We also studied the relationship between pre-pregnancy BMI and the mode of pregnancy and delivery. Women in the overweight and obese groups tended to have a higher rate of ART pregnancies, but this difference was not significant. Generally, obese women experience longer times to conception, even if they are young and cycling regularly. This finding could be attributed to the altered ovarian follicular environment and increased metabolite, C-reactive protein, and androgen activity levels in these women [24]. Based on our survey, the rates of cesarean section in normal weight, overweight, and obese GDM patients were 48.8, 65.0, and 74.5 %, respectively. Compared with normal weight women, the emergency cesarean section rate was 1.4- and 2.0-fold higher in the overweight and obese groups, respectively. Excess abdominal adipose tissue can obstruct the progression of labor mechanically, which in turn blocks fetal circulation and may lead to fetal distress and emergency cesarean section. Cesarean section can increase the risk of maternal and fetal mortality compared with vaginal delivery. All these factors contribute to a worse outcome in obese GDM women.

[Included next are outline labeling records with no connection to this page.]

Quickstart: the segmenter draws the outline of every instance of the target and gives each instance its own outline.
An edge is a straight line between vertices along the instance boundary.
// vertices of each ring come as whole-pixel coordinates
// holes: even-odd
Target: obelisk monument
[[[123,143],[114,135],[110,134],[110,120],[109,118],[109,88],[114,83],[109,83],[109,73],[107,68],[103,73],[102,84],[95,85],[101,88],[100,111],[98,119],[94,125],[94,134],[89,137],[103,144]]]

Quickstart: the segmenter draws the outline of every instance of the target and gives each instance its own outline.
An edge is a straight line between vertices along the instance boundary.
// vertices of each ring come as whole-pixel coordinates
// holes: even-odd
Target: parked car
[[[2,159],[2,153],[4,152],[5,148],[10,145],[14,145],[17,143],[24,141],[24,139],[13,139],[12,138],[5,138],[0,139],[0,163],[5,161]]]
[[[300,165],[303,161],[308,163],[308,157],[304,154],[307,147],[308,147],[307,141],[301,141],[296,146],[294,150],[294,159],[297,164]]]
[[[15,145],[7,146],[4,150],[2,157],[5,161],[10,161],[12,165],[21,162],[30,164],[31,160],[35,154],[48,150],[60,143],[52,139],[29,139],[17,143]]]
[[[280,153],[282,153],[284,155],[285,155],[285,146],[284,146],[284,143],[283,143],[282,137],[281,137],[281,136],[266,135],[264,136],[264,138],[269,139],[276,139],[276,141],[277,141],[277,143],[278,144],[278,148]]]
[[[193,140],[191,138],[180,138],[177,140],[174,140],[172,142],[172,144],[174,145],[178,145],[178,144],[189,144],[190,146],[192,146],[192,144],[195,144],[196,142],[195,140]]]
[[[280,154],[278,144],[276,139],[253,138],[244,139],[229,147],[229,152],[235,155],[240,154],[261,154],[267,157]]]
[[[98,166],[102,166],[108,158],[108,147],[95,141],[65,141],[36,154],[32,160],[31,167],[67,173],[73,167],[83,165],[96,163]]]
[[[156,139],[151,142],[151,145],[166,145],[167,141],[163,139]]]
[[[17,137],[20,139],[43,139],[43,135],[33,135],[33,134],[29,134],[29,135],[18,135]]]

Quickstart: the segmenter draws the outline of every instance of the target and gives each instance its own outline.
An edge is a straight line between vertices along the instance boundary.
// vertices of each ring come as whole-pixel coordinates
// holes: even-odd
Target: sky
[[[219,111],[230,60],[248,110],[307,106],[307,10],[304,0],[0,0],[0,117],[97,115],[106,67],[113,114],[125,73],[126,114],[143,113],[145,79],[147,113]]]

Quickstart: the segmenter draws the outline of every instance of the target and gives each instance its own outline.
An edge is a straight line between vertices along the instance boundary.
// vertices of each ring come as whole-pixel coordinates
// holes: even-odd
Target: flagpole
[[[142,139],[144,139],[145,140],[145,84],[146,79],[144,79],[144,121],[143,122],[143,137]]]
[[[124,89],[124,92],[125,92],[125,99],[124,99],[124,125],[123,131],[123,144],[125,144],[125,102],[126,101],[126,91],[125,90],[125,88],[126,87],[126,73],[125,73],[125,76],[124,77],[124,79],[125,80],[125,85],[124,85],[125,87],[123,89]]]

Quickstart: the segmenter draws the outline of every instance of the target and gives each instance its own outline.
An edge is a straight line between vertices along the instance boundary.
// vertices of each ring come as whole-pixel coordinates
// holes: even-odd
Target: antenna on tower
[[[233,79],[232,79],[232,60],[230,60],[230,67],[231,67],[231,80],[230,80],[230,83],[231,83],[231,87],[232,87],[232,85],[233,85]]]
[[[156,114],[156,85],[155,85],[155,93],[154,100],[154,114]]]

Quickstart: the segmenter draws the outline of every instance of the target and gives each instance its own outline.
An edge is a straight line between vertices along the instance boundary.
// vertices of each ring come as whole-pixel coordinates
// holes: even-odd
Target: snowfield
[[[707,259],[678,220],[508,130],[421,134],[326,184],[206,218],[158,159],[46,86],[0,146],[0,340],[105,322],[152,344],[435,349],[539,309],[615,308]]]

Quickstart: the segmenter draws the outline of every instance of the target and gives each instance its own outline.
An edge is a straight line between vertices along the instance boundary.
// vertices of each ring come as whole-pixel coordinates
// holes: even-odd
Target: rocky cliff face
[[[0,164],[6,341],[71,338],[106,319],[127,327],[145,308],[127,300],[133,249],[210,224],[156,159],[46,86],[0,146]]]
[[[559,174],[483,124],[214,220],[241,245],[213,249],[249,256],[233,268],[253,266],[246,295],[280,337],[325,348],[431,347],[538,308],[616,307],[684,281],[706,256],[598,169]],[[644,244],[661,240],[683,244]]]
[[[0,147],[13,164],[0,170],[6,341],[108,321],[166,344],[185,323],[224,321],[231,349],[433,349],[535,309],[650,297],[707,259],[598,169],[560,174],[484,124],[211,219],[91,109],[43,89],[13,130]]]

There are several limitations to this study. First, this is a retrospective study. We collected data on 5010 GDM patients nationwide, but we were limited by what information was available in the medical records. Some clinical data were not included in our survey form, and different results may have been obtained if we had the missing data. Patients who participated in this survey were from tertiary- or secondary-level hospitals, which may have contributed to selection bias. Another limitation is related to the different methods of data capture. The glucose level in GDM patients was not available; thus, the confounding role of this level in each patient could not be assessed.

Conclusions

This study showed a significant association between pre-pregnancy BMI and an increased risk of adverse pregnancy and neonatal outcomes, such as gestational hypertension, fetal macrosomia, and emergency cesarean section, in Chinese women. Weight control should be emphasized prior to pregnancy to achieve a better pregnancy outcome, especially for women with GDM.